The high holiday season, which includes the weeklong Sukkoth, or Feast of the Tabernacles, at the beginning of October, provides a time-out from Israel's pressing problems. People generally take off work and spend more time with family during this period.

West Bank crossing closed
Israel's military closed off the West Bank on Friday until midnight Sunday, barring Palestinians from entering Israel, a routine measure during Jewish holidays to deter possible attacks by Palestinian militants.

Authorities said an exception would be made for men older than the age of 50 and women older than 45 seeking to enter Jerusalem to pray at the Al Aqsa mosque — Islam's third-holiest shrine — on the fourth and final Friday of Ramadan.

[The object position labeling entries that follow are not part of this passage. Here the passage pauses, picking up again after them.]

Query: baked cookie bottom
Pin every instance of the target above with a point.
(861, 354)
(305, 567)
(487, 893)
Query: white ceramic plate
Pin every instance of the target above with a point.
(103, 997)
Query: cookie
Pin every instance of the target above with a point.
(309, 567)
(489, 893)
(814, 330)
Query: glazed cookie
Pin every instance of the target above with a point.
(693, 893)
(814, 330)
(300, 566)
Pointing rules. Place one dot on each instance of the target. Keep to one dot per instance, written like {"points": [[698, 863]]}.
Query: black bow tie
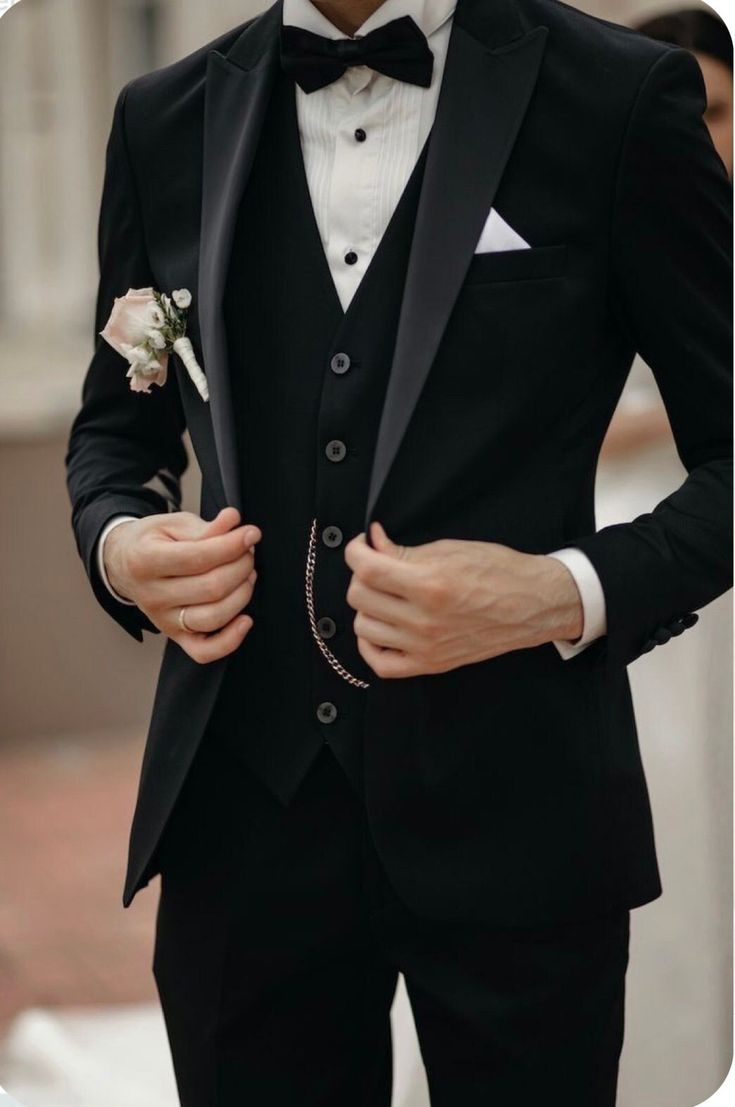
{"points": [[399, 50]]}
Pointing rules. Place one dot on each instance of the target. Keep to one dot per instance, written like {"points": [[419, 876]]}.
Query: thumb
{"points": [[226, 520], [186, 526], [383, 544]]}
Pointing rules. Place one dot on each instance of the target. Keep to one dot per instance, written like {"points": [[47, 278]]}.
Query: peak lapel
{"points": [[237, 90], [484, 96]]}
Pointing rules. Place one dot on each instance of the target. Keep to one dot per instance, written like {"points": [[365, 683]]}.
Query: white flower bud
{"points": [[182, 298], [156, 317], [138, 355], [157, 341]]}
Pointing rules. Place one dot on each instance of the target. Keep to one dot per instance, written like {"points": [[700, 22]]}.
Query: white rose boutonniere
{"points": [[145, 327]]}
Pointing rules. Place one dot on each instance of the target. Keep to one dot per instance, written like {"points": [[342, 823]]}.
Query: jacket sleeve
{"points": [[125, 452], [671, 288]]}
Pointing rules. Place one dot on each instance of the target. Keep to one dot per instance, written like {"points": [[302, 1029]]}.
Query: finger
{"points": [[380, 633], [382, 571], [383, 544], [206, 618], [207, 648], [392, 609], [190, 558], [389, 664], [182, 525], [203, 588]]}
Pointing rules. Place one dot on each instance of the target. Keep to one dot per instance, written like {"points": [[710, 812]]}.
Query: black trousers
{"points": [[278, 947]]}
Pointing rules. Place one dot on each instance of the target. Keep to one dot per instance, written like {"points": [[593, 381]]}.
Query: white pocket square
{"points": [[498, 235]]}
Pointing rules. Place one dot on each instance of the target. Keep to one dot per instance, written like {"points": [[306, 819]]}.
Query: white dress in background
{"points": [[679, 1009]]}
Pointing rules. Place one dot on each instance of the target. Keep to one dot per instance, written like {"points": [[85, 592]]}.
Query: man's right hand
{"points": [[165, 562]]}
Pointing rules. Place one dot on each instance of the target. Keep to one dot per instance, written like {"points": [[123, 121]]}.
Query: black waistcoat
{"points": [[308, 384]]}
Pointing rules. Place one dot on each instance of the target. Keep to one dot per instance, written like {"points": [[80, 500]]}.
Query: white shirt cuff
{"points": [[594, 616], [101, 561]]}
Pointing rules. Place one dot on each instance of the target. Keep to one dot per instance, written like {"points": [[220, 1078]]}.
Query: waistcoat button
{"points": [[327, 713], [340, 363], [327, 627], [332, 537], [335, 451]]}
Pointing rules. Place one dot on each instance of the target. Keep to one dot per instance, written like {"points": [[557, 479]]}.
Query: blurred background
{"points": [[79, 1023]]}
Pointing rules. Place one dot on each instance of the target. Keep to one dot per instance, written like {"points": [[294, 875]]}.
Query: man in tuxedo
{"points": [[393, 728]]}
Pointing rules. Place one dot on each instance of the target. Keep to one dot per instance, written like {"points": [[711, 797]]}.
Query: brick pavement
{"points": [[64, 938]]}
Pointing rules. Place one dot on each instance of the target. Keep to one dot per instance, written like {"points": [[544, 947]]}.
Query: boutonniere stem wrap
{"points": [[145, 327]]}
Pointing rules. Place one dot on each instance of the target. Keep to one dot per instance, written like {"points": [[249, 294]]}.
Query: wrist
{"points": [[113, 556], [565, 613]]}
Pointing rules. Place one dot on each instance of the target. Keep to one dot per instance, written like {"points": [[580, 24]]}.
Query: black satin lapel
{"points": [[484, 97], [235, 104]]}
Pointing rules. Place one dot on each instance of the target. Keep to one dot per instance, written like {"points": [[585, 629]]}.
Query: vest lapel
{"points": [[237, 90], [490, 73]]}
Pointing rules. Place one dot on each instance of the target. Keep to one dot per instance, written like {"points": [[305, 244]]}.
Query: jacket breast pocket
{"points": [[538, 262]]}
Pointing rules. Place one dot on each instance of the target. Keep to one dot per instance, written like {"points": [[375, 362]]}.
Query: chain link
{"points": [[329, 657]]}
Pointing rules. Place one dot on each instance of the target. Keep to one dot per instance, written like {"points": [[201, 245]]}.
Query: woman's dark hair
{"points": [[694, 29]]}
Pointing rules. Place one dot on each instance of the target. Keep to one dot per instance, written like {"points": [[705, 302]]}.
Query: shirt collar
{"points": [[427, 14]]}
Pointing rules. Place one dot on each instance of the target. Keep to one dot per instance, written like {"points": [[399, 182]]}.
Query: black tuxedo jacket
{"points": [[509, 790]]}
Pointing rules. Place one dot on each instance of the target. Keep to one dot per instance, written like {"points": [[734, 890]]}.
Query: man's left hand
{"points": [[433, 608]]}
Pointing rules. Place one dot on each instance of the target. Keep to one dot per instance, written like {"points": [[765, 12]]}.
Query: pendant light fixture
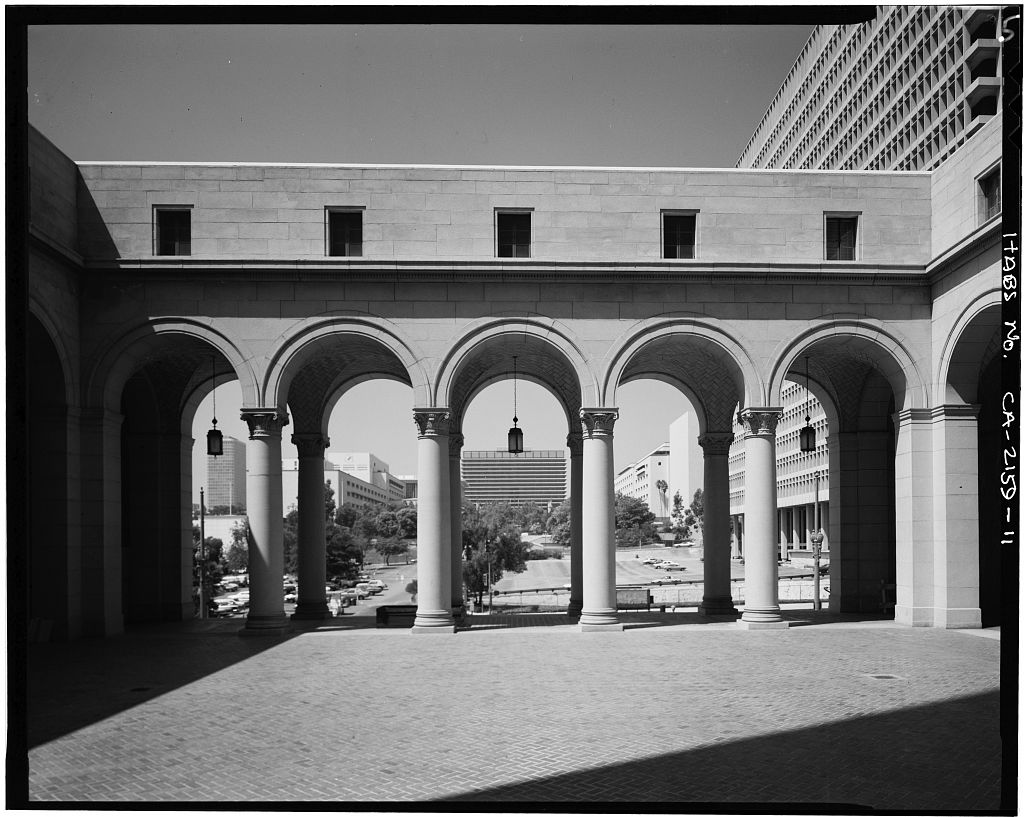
{"points": [[214, 439], [807, 441], [515, 433]]}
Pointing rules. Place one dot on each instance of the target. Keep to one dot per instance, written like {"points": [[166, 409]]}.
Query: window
{"points": [[990, 201], [679, 234], [344, 232], [512, 228], [172, 230], [841, 238]]}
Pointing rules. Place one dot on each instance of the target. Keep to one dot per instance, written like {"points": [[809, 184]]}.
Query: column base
{"points": [[311, 611], [433, 621], [274, 625], [718, 606]]}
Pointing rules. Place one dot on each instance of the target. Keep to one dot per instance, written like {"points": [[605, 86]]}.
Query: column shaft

However, witnesses at the Qalandia crossing between the West Bank and Jerusalem said hundreds of Palestinians seeking entry to the city were turned away by Israeli troops.

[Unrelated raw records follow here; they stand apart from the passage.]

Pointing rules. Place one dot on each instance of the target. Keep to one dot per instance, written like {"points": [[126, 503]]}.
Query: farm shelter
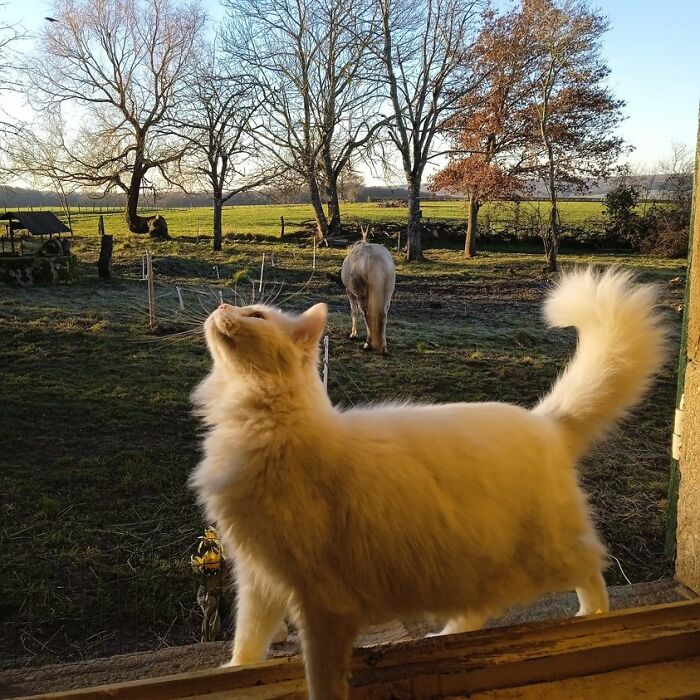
{"points": [[51, 264], [37, 223]]}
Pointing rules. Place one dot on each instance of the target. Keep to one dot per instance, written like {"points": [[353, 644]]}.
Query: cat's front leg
{"points": [[327, 641], [259, 618]]}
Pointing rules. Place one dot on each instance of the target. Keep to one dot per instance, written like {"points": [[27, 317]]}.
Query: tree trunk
{"points": [[551, 240], [104, 264], [551, 237], [136, 223], [414, 248], [472, 219], [218, 207], [321, 220], [333, 209]]}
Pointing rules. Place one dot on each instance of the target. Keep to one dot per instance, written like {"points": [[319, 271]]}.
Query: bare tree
{"points": [[218, 123], [677, 185], [573, 110], [10, 35], [122, 66], [422, 44], [309, 62]]}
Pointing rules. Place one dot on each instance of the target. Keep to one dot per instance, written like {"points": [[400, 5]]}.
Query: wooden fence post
{"points": [[151, 291], [104, 263]]}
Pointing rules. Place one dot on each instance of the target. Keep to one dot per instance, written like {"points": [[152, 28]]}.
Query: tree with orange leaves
{"points": [[542, 111], [491, 127]]}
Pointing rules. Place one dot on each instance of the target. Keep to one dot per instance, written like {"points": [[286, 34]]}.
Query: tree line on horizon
{"points": [[134, 96]]}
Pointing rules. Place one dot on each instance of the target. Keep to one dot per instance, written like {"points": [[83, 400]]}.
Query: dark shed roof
{"points": [[37, 223]]}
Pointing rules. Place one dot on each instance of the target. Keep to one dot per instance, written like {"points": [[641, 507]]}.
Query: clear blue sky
{"points": [[653, 49]]}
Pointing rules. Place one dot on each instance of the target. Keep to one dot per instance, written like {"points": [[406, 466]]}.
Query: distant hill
{"points": [[16, 197]]}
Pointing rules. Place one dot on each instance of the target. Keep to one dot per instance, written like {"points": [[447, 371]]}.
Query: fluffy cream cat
{"points": [[347, 518]]}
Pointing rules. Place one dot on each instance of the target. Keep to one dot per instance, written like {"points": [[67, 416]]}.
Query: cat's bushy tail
{"points": [[621, 345]]}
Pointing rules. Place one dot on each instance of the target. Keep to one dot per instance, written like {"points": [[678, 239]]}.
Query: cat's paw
{"points": [[281, 634]]}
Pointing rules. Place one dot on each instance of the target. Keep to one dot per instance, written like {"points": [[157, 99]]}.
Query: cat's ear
{"points": [[310, 325]]}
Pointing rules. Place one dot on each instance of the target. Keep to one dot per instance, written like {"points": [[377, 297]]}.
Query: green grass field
{"points": [[96, 521], [265, 219]]}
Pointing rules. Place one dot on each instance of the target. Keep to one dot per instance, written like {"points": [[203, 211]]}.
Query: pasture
{"points": [[264, 220], [97, 522]]}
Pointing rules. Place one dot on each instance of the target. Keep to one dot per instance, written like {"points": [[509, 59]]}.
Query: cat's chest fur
{"points": [[254, 484]]}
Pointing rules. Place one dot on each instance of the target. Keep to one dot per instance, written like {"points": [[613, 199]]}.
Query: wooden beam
{"points": [[473, 664]]}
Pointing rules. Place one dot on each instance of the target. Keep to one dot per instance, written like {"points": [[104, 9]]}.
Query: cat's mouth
{"points": [[223, 323]]}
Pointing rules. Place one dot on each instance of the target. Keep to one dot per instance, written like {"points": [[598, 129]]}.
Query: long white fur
{"points": [[369, 276], [459, 510]]}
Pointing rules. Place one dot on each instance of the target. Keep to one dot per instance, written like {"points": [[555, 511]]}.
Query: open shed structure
{"points": [[37, 223]]}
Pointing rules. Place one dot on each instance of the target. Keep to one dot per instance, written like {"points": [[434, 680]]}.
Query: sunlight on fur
{"points": [[347, 518]]}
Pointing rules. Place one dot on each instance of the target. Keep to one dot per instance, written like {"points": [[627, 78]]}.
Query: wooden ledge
{"points": [[648, 652]]}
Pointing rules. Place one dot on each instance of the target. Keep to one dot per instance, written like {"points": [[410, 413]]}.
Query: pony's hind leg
{"points": [[354, 311]]}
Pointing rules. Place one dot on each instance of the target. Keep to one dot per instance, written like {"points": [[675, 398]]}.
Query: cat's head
{"points": [[264, 339]]}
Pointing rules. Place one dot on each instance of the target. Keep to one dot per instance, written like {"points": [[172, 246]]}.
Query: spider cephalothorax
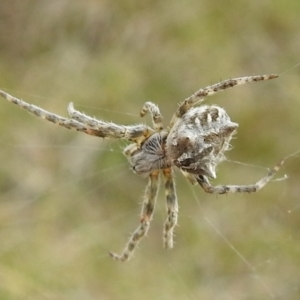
{"points": [[194, 141]]}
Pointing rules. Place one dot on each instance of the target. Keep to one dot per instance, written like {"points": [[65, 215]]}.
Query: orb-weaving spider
{"points": [[194, 141]]}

Elsewhere along the Israel-West Bank divide, Israeli and Palestinian security forces have been cooperating for the first time in time in years, often seen conversing and easing the passage of Palestinians from side to side.

Ramadan ends next week
Muslims in the West Bank and Gaza Strip will begin Sunday the Eid al-Fitr, a three-day holiday marking the end of Ramadan and commemorating the revelation of the first verses of the Quran to the Prophet Muhammad.

In Gaza City ahead of the festival, the old market was packed with street merchants hawking their wares and families shopping for jeans, shoes, scarves, sweets and salted fish, traditionally eaten at this time.

The holiday atmosphere was strained in Gaza, which has been under an Israeli-Egyptian blockade for two years and is still reeling from January's bloodshed.

"People are psychologically worn out since the war," said Midhad Ihmeid, 45. "Does someone who lost a family member or had his house wrecked want to go and buy new shoes?"

Salam Haddad, a 34-year-old vendor, said Gaza's economic decline was affecting holiday preparations, and only the network of smuggling tunnels under the Gaza-Egypt border was keeping commerce alive.

"There's no work here now, so people don't have much money for the holiday," he said.

Israel's Central Bureau of Statistics released its annual population figures to mark the New Year. It said 7,465,000 people live in Israel, with 75.5 percent of the population Jewish and 20.2 percent Arab. The rest were mostly non-Jewish immigrants from the former Soviet Union.

Israel's population is relatively young, with 28.4 percent younger than the age of 14, compared to an average of 17 percent among Western countries, according to the report.

The annual population growth rate held steady at 1.8 percent. Unlike in previous years, the report indicated that the number of children per Jewish mother increased, while the number of children per Muslim mother decreased.